No es un mito que Quintana Roo fue considerada, desde el primer cuarto del siglo pasado, la «Siberia mexicana» o la «Siberia tropical». Fue a este raro y recóndito estado de la república, entonces territorio federal, donde Porfirio Díaz destinó a muchos de sus adversarios y presos políticos, para trabajar en inhumanas condiciones en tareas faraónicas, como la construcción de las vías del tren de Vigía Chico a Santa Cruz, conocidas entonces como el «Callejón de la muerte», debido a la cantidad de muertos que se llevó consigo esta obra, bajo el «regenteo» del implacable general Ignacio Bravo.
 
Menciono esto porque ese pasaje histórico fue lo primero que se me vino a la mente cuando comencé a leer Kolymá, la tercera novela de Mauro Barea, que lleva por título el nombre de una zona maldita (ubicada en la Siberia profunda) que esconde hasta el día de hoy una temida autopista —conocida también como «Carretera de los huesos»—, construida por Stalin hace más de 70 años con el trabajo forzado de miles de presos políticos que su régimen necesitaba «desaparecer».
 
Esa polaridad de paisajes, que puede representar todo un reto para un narrador sin tanta técnica, fue lo que me sedujo enseguida de esta novela, y lo hizo no solo por esa condición narrativa, sino porque de entrada intuí, al margen del corpus textual, que algo trataba de decirnos Barea al colocar sus hechos narrativos en Tamul —trasunto de Cancún, a todas luces— y también en esa región recóndita, totalmente ajena a la realidad tropical.
 
En esa medida, la novela de Barea se atreve a propinarnos varias metáforas sutiles; de esas que se ensortijan en el entramado mismo de la historia (con o sin mayúsculas), y no solo se limita a mostrarnos un «vertiginoso relato de venganza y poder disfrazado de cuento de amor», como dedujo con precisión Carlos Martín Briceño en su reseña Dos novelas del Caribe mexicano, publicada en La Jornada Semanal.
 
Celebré, por tal razón, la entrada en circulación de este volumen, que mereció el año pasado una mención honorífica en el XIX Premio Internacional de Narrativa «Ignacio Manuel Altamirano», que otorga la Universidad Autónoma del Estado de México (UAEMEX).
 
Las razones de lo anterior, evidentemente, van más allá de esta distinción, y se respaldan en la calidad literaria con la que está construida la novela —la mejor de Barea, sin duda— y en lo que termina convirtiéndose con el correr de las páginas: en una de las mejores obras que hayan sido escritas por un nacido en Quintana Roo, con el riesgo de que se me tache con esto de exagerado por los que descalifican ipso facto todo lo que se publique en esta región del país.
 
Quien sepa olfatear las pretensiones extraliterarias, que muchas veces se evidencian en las ambiciones formales de una obra, sabrá ver también que Barea no hace suya la obsesión de escribir «la primera gran novela de Cancún», ni busca darle un «carpetazo» justiciero a una literatura local que pareciera siempre estar propensa a reiniciarse.
 
Otra es la preocupación del autor.

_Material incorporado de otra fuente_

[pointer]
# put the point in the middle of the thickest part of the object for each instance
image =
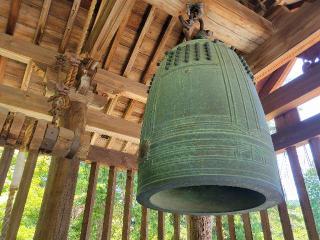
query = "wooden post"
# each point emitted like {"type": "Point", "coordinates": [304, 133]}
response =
{"type": "Point", "coordinates": [5, 162]}
{"type": "Point", "coordinates": [247, 226]}
{"type": "Point", "coordinates": [302, 193]}
{"type": "Point", "coordinates": [232, 229]}
{"type": "Point", "coordinates": [315, 149]}
{"type": "Point", "coordinates": [161, 225]}
{"type": "Point", "coordinates": [144, 223]}
{"type": "Point", "coordinates": [54, 219]}
{"type": "Point", "coordinates": [219, 228]}
{"type": "Point", "coordinates": [200, 228]}
{"type": "Point", "coordinates": [127, 206]}
{"type": "Point", "coordinates": [265, 225]}
{"type": "Point", "coordinates": [22, 195]}
{"type": "Point", "coordinates": [176, 225]}
{"type": "Point", "coordinates": [90, 199]}
{"type": "Point", "coordinates": [107, 221]}
{"type": "Point", "coordinates": [287, 119]}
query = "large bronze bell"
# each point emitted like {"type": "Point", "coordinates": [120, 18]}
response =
{"type": "Point", "coordinates": [205, 145]}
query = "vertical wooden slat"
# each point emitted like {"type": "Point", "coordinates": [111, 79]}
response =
{"type": "Point", "coordinates": [247, 226]}
{"type": "Point", "coordinates": [144, 223]}
{"type": "Point", "coordinates": [285, 221]}
{"type": "Point", "coordinates": [232, 229]}
{"type": "Point", "coordinates": [5, 162]}
{"type": "Point", "coordinates": [161, 227]}
{"type": "Point", "coordinates": [90, 199]}
{"type": "Point", "coordinates": [176, 226]}
{"type": "Point", "coordinates": [22, 194]}
{"type": "Point", "coordinates": [265, 225]}
{"type": "Point", "coordinates": [219, 228]}
{"type": "Point", "coordinates": [42, 21]}
{"type": "Point", "coordinates": [302, 193]}
{"type": "Point", "coordinates": [315, 149]}
{"type": "Point", "coordinates": [57, 203]}
{"type": "Point", "coordinates": [13, 16]}
{"type": "Point", "coordinates": [107, 221]}
{"type": "Point", "coordinates": [127, 206]}
{"type": "Point", "coordinates": [67, 33]}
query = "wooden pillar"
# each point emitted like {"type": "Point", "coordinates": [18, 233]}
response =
{"type": "Point", "coordinates": [90, 199]}
{"type": "Point", "coordinates": [176, 226]}
{"type": "Point", "coordinates": [219, 228]}
{"type": "Point", "coordinates": [54, 219]}
{"type": "Point", "coordinates": [283, 121]}
{"type": "Point", "coordinates": [315, 149]}
{"type": "Point", "coordinates": [127, 206]}
{"type": "Point", "coordinates": [200, 228]}
{"type": "Point", "coordinates": [22, 195]}
{"type": "Point", "coordinates": [5, 162]}
{"type": "Point", "coordinates": [107, 221]}
{"type": "Point", "coordinates": [144, 223]}
{"type": "Point", "coordinates": [302, 193]}
{"type": "Point", "coordinates": [265, 225]}
{"type": "Point", "coordinates": [247, 226]}
{"type": "Point", "coordinates": [232, 229]}
{"type": "Point", "coordinates": [161, 227]}
{"type": "Point", "coordinates": [285, 221]}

Y esa es, sin duda, narrar, llevarnos entre el «Tamul» de los 90 y 2000 y la Siberia profunda actual, para irnos revelando qué es lo que nos quiere decir a través de sus personajes.
 
 
2.
 
Pero ¿qué hay entonces de los personajes que hacen que esta novela sea resaltada por quien esto escribe? ¿Podríamos calificar a sus personajes como metáforas de esos operarios que fenecieron, aquí y allá, en los corredores de la muerte ubicados en lugares tan remotos? ¿Qué de «reflejo» hay en su novela con lo que sucede en la realidad?
 
Las respuestas a estas preguntas las responde su protagonista, Alan, quien, atraído por un sueño por lo demás extraño y simbólico, termina en la «Carretera de los huesos» con su mejor amigo, que lo viene encañonando con una Beretta, dispuesto a acabarlo, por el daño que le ha hecho a él y a los que lo rodean.
 
Paralelamente a este escenario, Mauro le suministra a su historia el volumen y el sentido necesarios, para que, en un plano alterno, en flash back, Tamul cobre vida por su propia cuenta y comprendamos poco a poco las motivaciones de Alan y las de su mejor amigo, Luis, mientras se adentran en la inconquistable Rusia septentrional. 
 
Kolymá, como la novela negra que es, nos muestra a un personaje principal que desde su infancia descubrió que podía adquirir lo que tanto deseaba falseando las cosas, estafando al que se podía. Lo que no le podía ofrecer su familia, se lo daba su astucia para conseguir lo que quería, a base de artimañas: desde un insignificante discman (desde joven) hasta un cargo solvente en una empresa de telefonía (ya adulto).
 
El personaje de Alan es, en plenitud, el prototipo del «chueco» que, al son de una tragedia griega, acaba solo en el fondo de una espiral de sucesos infortunados. Su ambición y luego la obsesión se convierten en la «fuerza centrífuga» que lo empuja hasta el más temido de los purgatorios, esa región de Kolymá.
 
Un factor para que lo anterior ocurra será Gloria, una adolescente cubana que es víctima de «trata de blancas» en el mismo barrio de Alan, y que, al encontrarla, se convierte primero en su objeto de devoción y, después, al recibir su rechazo, en la motivación de un ánimo de venganza, que descubre de manera fortuita, con el paso de los años.
 
El escritor Sergio Gutiérrez, en su comentario que exhibe la cuarta de forros de la espléndida primera edición de esta novela, señala que el encuentro con Gloria priva a Alan «no tanto de la inocencia sino de la capacidad de ignorar que la maldad está aquí, que la violencia contra los otros —contra el otro— ocurre frente a nuestras narices».
 
Esto, sin duda, definirá el destino de Alan, e influirá años después en su relación con Luis, quien termina siendo su rival, dentro de una conjura política (en la que se encuentra Gloria incluida, convertida con los años en la posible primera dama de Tamul), luego de años de haber conformado con él un atraco sistemático en la empresa de telefonía donde trabajaban juntos.
 
Por la naturaleza y origen de estos personajes, me fue imposible no recordar a algunos otros de carne y hueso de la cotidianidad del «Tamul verdadero», y con esto, de igual forma, unas palabras que alguna vez escuché decir a Mauro Barea: los malestares sociales de Cancún parecen ya los de una ciudad vieja.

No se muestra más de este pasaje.